Es passte einfach alles, was man Narrativ nennt: aufgewachsen mit einer alleinerziehenden Mutter im Gemeindebau, mit Fleiß und Leistung den Sprung in die Akademikerkaste geschafft und dann – 130 Jahre nach deren Gründung – die erste Frau an der Spitze der Sozialdemokratie.

Video-Umfrage: Soll es eine Stichwahl geben?

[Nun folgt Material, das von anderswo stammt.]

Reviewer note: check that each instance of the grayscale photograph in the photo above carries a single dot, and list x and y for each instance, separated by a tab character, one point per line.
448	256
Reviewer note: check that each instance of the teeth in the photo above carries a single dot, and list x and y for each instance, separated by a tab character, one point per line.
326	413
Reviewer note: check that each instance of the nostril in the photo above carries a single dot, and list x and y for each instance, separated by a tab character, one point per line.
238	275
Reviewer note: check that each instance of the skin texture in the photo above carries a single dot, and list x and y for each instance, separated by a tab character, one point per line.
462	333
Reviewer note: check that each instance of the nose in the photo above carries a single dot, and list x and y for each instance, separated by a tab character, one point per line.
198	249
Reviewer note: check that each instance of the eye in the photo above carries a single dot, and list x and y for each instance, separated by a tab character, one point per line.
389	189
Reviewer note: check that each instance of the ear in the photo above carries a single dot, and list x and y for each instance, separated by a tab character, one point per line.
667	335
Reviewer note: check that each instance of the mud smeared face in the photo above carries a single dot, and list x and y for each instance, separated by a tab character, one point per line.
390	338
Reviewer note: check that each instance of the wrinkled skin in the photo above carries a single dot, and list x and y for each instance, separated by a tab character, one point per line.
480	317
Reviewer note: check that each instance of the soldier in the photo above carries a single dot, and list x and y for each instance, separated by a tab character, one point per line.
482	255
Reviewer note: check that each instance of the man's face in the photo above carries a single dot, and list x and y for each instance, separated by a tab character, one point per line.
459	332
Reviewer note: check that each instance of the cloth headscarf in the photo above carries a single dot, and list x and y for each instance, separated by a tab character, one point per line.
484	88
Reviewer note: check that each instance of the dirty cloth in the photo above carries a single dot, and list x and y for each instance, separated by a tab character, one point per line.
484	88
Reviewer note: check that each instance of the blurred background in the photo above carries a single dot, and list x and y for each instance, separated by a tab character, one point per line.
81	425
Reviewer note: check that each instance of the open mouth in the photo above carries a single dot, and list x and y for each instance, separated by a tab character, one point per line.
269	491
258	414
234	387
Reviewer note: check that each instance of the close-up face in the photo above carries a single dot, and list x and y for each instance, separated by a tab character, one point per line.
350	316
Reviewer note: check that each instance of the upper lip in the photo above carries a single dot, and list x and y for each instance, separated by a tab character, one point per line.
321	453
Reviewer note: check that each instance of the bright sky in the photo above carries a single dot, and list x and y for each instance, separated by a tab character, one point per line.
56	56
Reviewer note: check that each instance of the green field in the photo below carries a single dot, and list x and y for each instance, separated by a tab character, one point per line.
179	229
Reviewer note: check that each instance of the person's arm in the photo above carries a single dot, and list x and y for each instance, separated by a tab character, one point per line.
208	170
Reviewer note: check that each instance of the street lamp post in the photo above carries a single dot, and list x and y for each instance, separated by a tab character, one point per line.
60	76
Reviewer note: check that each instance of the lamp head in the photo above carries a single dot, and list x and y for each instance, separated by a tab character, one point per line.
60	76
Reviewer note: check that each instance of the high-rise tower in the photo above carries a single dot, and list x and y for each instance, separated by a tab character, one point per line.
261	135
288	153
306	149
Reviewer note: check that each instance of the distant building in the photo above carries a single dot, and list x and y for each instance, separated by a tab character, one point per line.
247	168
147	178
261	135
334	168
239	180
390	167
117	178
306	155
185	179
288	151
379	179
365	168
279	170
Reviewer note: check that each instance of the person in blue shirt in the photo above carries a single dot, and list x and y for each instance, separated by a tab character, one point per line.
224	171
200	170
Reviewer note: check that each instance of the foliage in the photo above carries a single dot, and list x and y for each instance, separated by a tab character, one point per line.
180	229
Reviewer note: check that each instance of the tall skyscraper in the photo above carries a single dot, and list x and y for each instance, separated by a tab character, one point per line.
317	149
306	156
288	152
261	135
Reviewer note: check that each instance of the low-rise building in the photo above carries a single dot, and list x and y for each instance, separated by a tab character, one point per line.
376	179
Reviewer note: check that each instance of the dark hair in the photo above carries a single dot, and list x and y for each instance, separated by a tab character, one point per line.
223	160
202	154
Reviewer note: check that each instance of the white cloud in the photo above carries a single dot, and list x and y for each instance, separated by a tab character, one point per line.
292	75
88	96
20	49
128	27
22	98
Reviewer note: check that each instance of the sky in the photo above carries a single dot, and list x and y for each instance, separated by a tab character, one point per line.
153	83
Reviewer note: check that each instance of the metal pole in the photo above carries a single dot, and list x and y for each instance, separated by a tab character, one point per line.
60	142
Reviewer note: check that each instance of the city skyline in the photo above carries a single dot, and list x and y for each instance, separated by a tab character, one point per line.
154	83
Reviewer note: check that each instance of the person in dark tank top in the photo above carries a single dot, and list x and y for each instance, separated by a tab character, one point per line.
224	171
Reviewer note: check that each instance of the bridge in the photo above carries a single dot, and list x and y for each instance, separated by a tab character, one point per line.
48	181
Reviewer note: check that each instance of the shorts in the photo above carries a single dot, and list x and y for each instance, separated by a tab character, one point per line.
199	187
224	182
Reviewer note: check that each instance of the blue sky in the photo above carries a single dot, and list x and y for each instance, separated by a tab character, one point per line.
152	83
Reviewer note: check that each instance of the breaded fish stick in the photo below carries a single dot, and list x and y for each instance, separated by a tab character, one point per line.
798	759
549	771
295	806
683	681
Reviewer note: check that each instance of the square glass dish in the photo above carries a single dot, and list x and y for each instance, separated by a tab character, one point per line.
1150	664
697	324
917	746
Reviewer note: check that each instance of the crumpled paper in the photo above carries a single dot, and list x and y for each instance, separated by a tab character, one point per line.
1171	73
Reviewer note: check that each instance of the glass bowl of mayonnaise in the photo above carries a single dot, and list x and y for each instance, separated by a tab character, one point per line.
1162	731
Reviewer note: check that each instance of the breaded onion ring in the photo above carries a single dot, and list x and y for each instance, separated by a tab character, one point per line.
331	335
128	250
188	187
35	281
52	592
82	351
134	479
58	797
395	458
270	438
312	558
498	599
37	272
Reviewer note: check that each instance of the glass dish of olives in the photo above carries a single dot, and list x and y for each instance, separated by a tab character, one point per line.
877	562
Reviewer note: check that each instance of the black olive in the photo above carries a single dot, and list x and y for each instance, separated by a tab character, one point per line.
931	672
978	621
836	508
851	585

"Ich will die erste Kanzlerin werden", schmetterte Pamela Rendi-Wagner im November 2018 den Delegierten in der Messehalle Wels entgegen, als diese sie mit 97,8 Prozent zur Vorsitzenden wählten. Christian Kern, zu eitel für die Rolle des Oppositionschefs, warf wenige Wochen zuvor hin – nicht aber, ohne die Nachfolge zu regeln. Die Gesundheitsministerin, die erst am Vorabend ihrer Angelobung zwei Jahre zuvor in die SPÖ eingetreten war, soll die Partei übernehmen. Gegen alle interne Logik, gegen alle Tradition, aber mit seinem Versprechen, dass er schweigen werde. "Die Rollen Waldorf und Statler sind in unserer Partei stabil besetzt", ätzte Kern, offenbar ein Muppets-Fan, damals leichthin. Er sollte recht behalten.

Der Ibiza-Elfmeter wurde nicht verwertet

Ein Jahr später war es so weit. Die SPÖ konnte die mit dem Ibiza-Video aufgelegten Elfmeter nicht verwerten, erreichte in der infolge ausgerufenen Nationalratswahl mit 21,18 Prozent das historisch schlechteste Ergebnis. Dann ging es erst richtig bergab. Zyklisch meldete sich Hans Peter Doskozil und belebte das Gerücht um die bevorstehende Ablöse von Rendi-Wagner immer wieder aufs Neue.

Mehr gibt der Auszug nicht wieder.